Here is a problem I am trying to solve. I have multiple procedural macro functions that generate tables of pre-computed values. Currently my procedural macro functions take parameters in the form of literal integers. I would like to be able to pass these parameters from a configuration file. I could re-write my functions to load parameters from macro themselves. However, I want to keep configuration from a top level crate, like in this example:
top-level-crate/
config/
params.yaml
macro1-crate/
macro2-crate/
Since the input into a macro function is syntax tokens not run-time values, I am not able to load a file from top-level-crate and pass params.
use macro1_crate::gen_table1;
use macro2_crate::gen_table2;
const TABLE1: [f32;100] = gen_table1!(500, 123, 499);
const TABLE2: [f32;100] = gen_table2!(1, 3);
fn main() {
// use TABLE1 and TABLE2 to do further computation.
}
I would like to be able to pass params to gen_table1 and gen_table2 from a configuration file like this:
use macro1_crate::gen_table1;
use macro2_crate::gen_table2;
// Load values PARAM1, PARAM2, PARAM3, PARAM4, PARAM5
const TABLE1: [f32;100] = gen_table1!(PARAM1, PARAM2, PARAM3);
const TABLE2: [f32;100] = gen_table2!(PARAM4, PARAM5);
fn main() {
// use TABLE1 and TABLE2 to do further computation.
}
The obvious problem is that PARAM1, PARAM2, PARAM3, PARAM4, PARAM5 are runtime values, and proc macros rely on build time information to generate tables.
One option I am considering is to create yet another proc macro specifically to load configuration into some sort of data-structure built using quote!

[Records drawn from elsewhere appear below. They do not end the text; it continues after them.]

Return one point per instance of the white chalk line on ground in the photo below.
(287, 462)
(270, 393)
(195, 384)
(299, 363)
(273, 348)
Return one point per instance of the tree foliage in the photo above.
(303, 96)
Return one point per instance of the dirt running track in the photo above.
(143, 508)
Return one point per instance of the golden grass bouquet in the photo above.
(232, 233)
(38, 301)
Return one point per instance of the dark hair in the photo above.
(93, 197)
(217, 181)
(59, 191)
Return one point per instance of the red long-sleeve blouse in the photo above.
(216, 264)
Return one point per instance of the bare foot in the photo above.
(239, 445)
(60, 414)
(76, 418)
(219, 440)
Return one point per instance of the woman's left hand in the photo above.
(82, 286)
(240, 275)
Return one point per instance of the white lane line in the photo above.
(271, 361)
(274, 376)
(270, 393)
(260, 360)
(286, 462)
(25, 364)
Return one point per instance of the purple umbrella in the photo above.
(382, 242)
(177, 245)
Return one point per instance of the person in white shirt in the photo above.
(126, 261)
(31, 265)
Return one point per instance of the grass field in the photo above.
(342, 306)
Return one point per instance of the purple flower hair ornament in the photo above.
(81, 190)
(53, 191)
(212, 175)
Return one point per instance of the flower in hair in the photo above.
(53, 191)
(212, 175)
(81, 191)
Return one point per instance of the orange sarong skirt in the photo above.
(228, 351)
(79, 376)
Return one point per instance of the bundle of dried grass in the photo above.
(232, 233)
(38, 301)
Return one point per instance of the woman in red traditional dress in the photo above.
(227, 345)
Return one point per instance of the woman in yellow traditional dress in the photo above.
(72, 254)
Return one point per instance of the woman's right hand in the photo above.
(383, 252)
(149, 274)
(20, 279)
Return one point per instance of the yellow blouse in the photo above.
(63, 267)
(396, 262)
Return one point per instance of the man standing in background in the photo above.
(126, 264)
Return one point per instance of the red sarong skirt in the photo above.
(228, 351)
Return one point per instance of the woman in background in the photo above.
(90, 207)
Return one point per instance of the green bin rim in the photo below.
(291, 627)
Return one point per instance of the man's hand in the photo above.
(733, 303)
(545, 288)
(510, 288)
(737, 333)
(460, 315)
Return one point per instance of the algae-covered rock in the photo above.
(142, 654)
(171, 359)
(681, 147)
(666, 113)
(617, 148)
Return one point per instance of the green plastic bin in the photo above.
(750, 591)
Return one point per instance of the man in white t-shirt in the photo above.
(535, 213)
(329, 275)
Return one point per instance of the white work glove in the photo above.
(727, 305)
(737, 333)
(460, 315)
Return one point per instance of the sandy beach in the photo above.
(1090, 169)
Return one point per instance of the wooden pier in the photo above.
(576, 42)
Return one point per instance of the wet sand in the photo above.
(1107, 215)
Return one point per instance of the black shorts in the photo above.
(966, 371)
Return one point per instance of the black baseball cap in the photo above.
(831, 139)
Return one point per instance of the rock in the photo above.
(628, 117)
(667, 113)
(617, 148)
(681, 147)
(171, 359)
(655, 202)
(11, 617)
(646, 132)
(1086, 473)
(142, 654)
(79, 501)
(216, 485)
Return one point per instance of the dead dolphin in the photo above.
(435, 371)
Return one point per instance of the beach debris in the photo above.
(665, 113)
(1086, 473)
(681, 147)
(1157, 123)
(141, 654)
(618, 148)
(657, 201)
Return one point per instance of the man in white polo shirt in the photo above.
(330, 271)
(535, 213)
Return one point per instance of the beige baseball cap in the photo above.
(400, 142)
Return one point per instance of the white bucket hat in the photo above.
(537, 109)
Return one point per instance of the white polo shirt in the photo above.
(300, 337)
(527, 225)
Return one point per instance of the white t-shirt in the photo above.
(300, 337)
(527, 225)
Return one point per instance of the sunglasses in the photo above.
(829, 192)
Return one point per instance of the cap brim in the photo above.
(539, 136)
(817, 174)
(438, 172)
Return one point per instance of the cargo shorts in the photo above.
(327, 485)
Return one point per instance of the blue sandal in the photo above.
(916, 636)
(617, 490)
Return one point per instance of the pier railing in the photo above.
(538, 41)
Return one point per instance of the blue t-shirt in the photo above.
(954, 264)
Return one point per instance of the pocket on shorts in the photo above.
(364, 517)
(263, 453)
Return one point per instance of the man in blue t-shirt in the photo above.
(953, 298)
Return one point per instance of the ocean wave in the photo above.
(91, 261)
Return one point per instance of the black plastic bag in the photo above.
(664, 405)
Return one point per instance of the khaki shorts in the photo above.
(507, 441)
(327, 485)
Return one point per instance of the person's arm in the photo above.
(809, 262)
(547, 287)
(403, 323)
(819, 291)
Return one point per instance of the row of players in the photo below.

tokens. Then feed this into macros. However, this feels hackish and the configuration file needs to be loaded several times. Also the params data structure need to be tightly coupled across macros. The code might look like this:
use macro1_crate::gen_table1;
use macro2_crate::gen_table2;
const TABLE1: [f32;100] = gen_table1!(myparams!());
const TABLE2: [f32;100] = gen_table2!(myparams!());
fn main() {
// use TABLE1 and TABLE2 to do further computation.
}
Any improvements or further suggestions?